The evolution of the Unix filesystem APIs is illustrative of how to properly deal with long file paths. I'm going to use accessing the current directory as an example of how things have changed. Back in ancient times, you would have used getwd() to get the current directory name:

// Deprecated old-school Unix way of getting the current working directory.
char *getwd(char *buf);

The buffer supplied to getwd() is supposed to be at least PATH_MAX bytes in length. This will fail in a bunch of cases, since PATH_MAX isn't a reliable way to tell the maximum length of a directory name. This was fixed by introducing a new, more general method, called getcwd(). The major difference is that it accepts another parameter indicating the buffer size:

// Current POSIX way of getting the current directory; does not allocate.
char *getcwd(char *buf, size_t size);

If the buffer you supply is too small, getcwd() will return -1 and set errno to ENAMETOOLONG. Since paths can be of arbitrary size, to correctly use getcwd() you actually need a loop that resizes the underlying buffer and retries when this happens.

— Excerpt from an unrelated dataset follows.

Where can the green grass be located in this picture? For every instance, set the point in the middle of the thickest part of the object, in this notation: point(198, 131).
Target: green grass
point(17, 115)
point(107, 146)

The POSIX specification for getcwd() says the behavior is undefined if buf is a null pointer. GNU libc takes advantage of this by turning getcwd() into an allocating version when a null pointer is supplied as the buffer. To simplify this further, GNU libc defines an extension called get_current_dir_name() that takes no parameters, and just returns a newly-allocated directory name for you:

// GNU extension, caller must call free() after.
char *get_current_dir_name(void);

The GNU libc implementation of get_current_dir_name() is actually implemented by calling getcwd() with a null pointer. Portable code can check to see if get_current_dir_name() is available, and then fall back to a loop that uses getcwd() if necessary.

Canonicalizing File Names

Not everything in POSIX has been updated for compatibility with long file names. POSIX defines a function called realpath(), which can be used to get a "canonical" path for a file, i.e. one that doesn't include extra slashes or dots. It takes a path to canonicalize, and an output buffer to store the canonical path in:

// POSIX way to get the "canonical" path for a file.
char *realpath(const char *path, char *resolved_path);

The caller is supposed to supply an output buffer to realpath() whose size is at least PATH_MAX bytes. As we know, this isn't sufficient. Unlike the previous example of getting the current directory, POSIX doesn't define a version of realpath() that specifies the size of the buffer the return value should be copied into.

As in the previous example, POSIX does not specify implementation behavior when a null pointer is used as the output parameter. As before, GNU libc takes advantage of this to turn realpath() into an allocating version when the second parameter is null. When using this interface, you supply a null value for resolved_path, and then later you're expected to call free() on the returned pointer. To make things even easier, GNU libc exports a non-standard function called canonicalize_file_name() which is like realpath(), but only takes one argument, the file path to be resolved. Under the hood, canonicalize_file_name() is implemented by just calling realpath() with the supplied path, and a null parameter for the resolved path. This is exactly analogous to the previous example, and is a good example of how intentional ambiguity in the POSIX specification allows vendor extensions.

The GNU libc man page for realpath() has some interesting notes here about these issues and the vagaries of PATH_MAX and pathconf(). The source code is also interesting: the GNU libc source code for realpath() is nearly 200 lines long, which includes the logic for computing the right buffer size, and a lot of very careful error handling. This code also demonstrates the correct usage of using pathconf() with _PC_PATH_MAX. Take a gander if you're interested in seeing very portable, correct C file handling code.